Has the Department developed a comprehensive plan laying out for each objective which changes in Federal programs or increases in Federal funding should be made so that we can achieve in the year 2000 what we did not achieve in 1990? You have got the goals out there. Are you looking at the specific Federal programs saying these have to be increased, these have to be emphasized to achieve those goals?

Secretary SULLIVAN. Senator Harkin, the goals for 1990, which were established in 1980, involved 280 hard objectives as health goals for the Nation. We reached about one-half of those goals.

This was the first time we set goals for the Nation. About onequarter of the goals we did not reach, infant mortality being one, but the experience that we gained from this prior iteration has been very helpful to us in developing the goals for the year 2000.

These goals we refer to as national goals. They are goals which call for not only the Federal Government but State and local governments, the private sector, individuals themselves, philanthropic organizations, et cetera, to participate. We will not reach these goals with the Federal Government acting alone.

We feel very confident that the goals we have established for the year 2000—some 298 goals in 22 priority areas—are realistic. They can be reached. The experience that we gained from the prior effort will be very helpful. They include such things as bringing infant mortality down to 7 infant deaths per 1,000 live births. We know we can reach that.

Japan is already at six. At the end of World War II, Japan had an infant mortality rate much higher than ours, but they made the concerted effort, and they have been successful.

Another goal is to reduce the incidence of smoking to less than 15 percent of our population. Right now it is around 27 or 28 percent. Again, we feel that we can reach that goal, but we have to do a number of things to reach it.

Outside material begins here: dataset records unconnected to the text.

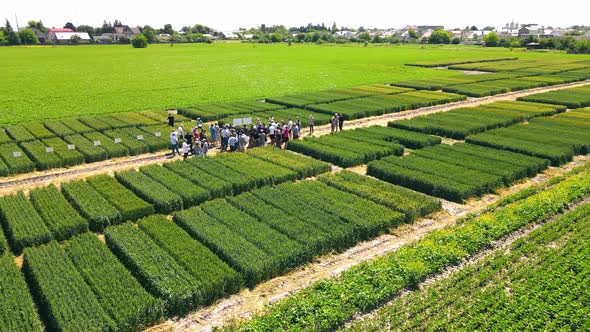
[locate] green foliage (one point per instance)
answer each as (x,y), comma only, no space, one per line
(214,277)
(89,202)
(440,36)
(140,41)
(491,39)
(121,296)
(155,269)
(63,221)
(23,225)
(163,199)
(17,309)
(330,303)
(190,193)
(67,301)
(130,206)
(541,262)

We are focusing more funds on prevention, as well as trying to mobilize our citizens to understand the power that they have to influence their own health futures. By that I refer to the fact that the Public Health Service estimates that we could reduce by onethird all causes of acute disability and by two-thirds all causes of chronic disability by changing health behavior involved in the top 10 causes of death and disability in our society.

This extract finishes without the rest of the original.